By David Miller
BBC News in North Yorkshire
Protesters against plans to quarry near an ancient monument have rejected the latest assurances from a company.
The northern henge is covered with trees but others are clearly visible
Tarmac wants to extend its present operations close to Thornborough Henges near Ripon in North Yorkshire.
The firm says it is not seeking to quarry on the earthworks which form the three 5,000-year-old circles which may have been a ceremonial meeting place.
But the Friends of Thornborough say Tarmac still wants to quarry up to within half a mile of the henges.
Rob Moore from Tarmac said the company would not be seeking to include the land under the henges as part of a review of mineral operations in North Yorkshire being conducted by the county council.
"We have taken the decisions after listening to concerns expressed by local people, some of whom have mistakenly believed that the henges were under threat from the imminent local plan review and believed this allocation would be tantamount to permission to extract sand and gravel from beneath Thornborough Moor," he claimed.
The henges are in open countryside near the A1
"We have said time and time again, and repeat, that the henges, which are scheduled ancient monuments within a scheduled protection zone, are not threatened by quarrying."
Tarmac has had a quarry at nearby Nosterfield for 14 years.
It wants to extend the quarry's life moving to land at Ladybridge Farm, nearer the henges.
The Friends of Thornborugh say this risks damaging items which could provide clues about the reason the henges were built.
"Tarmac's apparent about-turn on Thornborugh Moor is merely a publicity ploy to give objectors the impression that the fight to save the setting of Thorborough Henges has been won," Mike Sanders from the Friends claimed.
"There is still nothing to prevent Tarmac, at a time of its own choosing, submitting an application to mine Thornborough Moor where there is twice as much sand and gravel as at Ladybridge Farm."
The henges are three earthworks built in a line running north-south for about a mile.

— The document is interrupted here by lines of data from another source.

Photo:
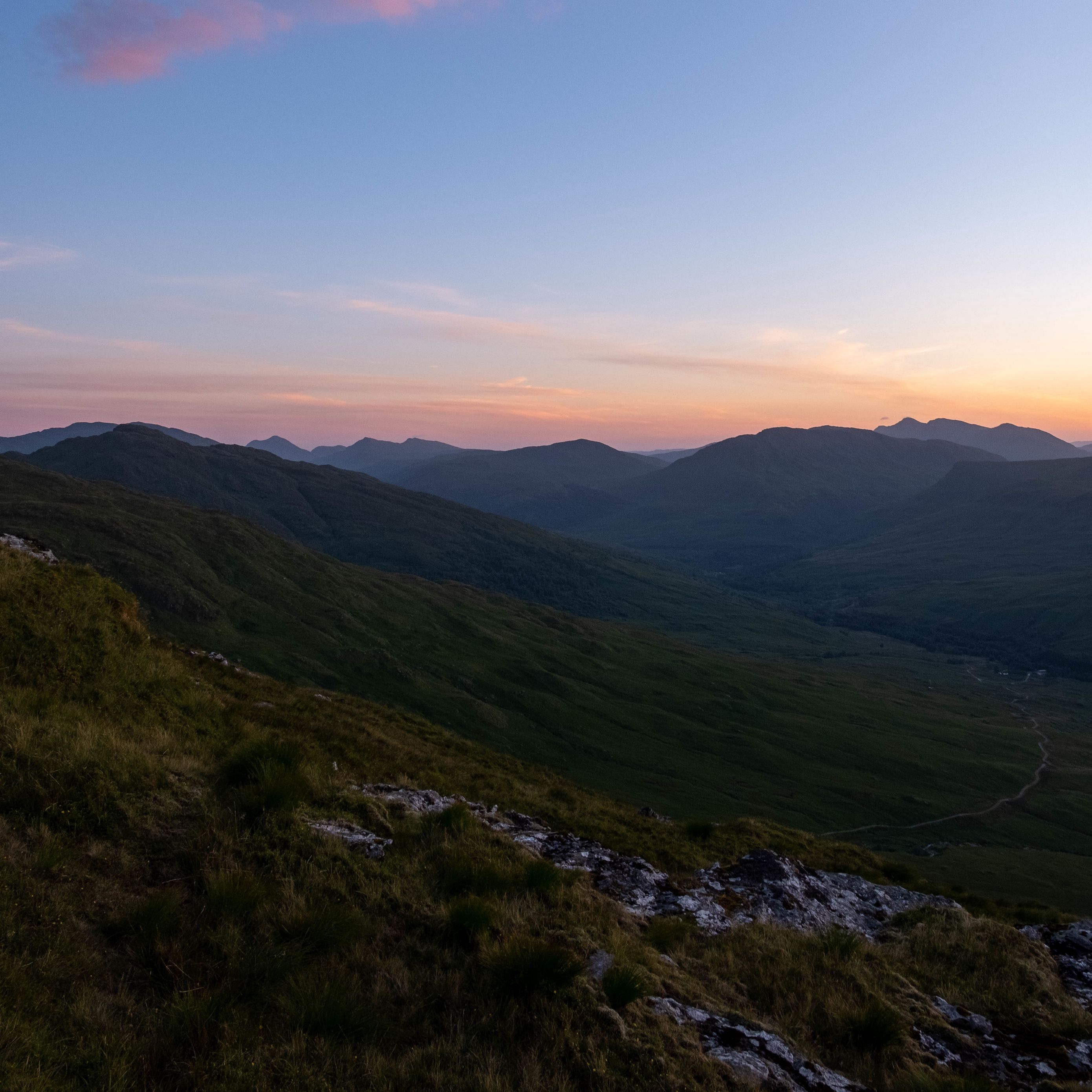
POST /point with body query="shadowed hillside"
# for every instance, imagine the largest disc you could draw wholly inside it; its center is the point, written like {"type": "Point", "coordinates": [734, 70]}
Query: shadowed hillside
{"type": "Point", "coordinates": [754, 502]}
{"type": "Point", "coordinates": [633, 712]}
{"type": "Point", "coordinates": [357, 519]}
{"type": "Point", "coordinates": [995, 558]}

Each henge consists of circular earth banks and ditches which may have been covered with gypsum.
It is thought the late Neolithic henges could be part of a chain of ritual sites from Boroughbridge in the south to Catterick in the north.
Tarmac has called a public meeting for Wednesday evening at which it will provide details of its proposals for Ladybridge Farm.
These proposals, it says, have been revised following feedback from local residents.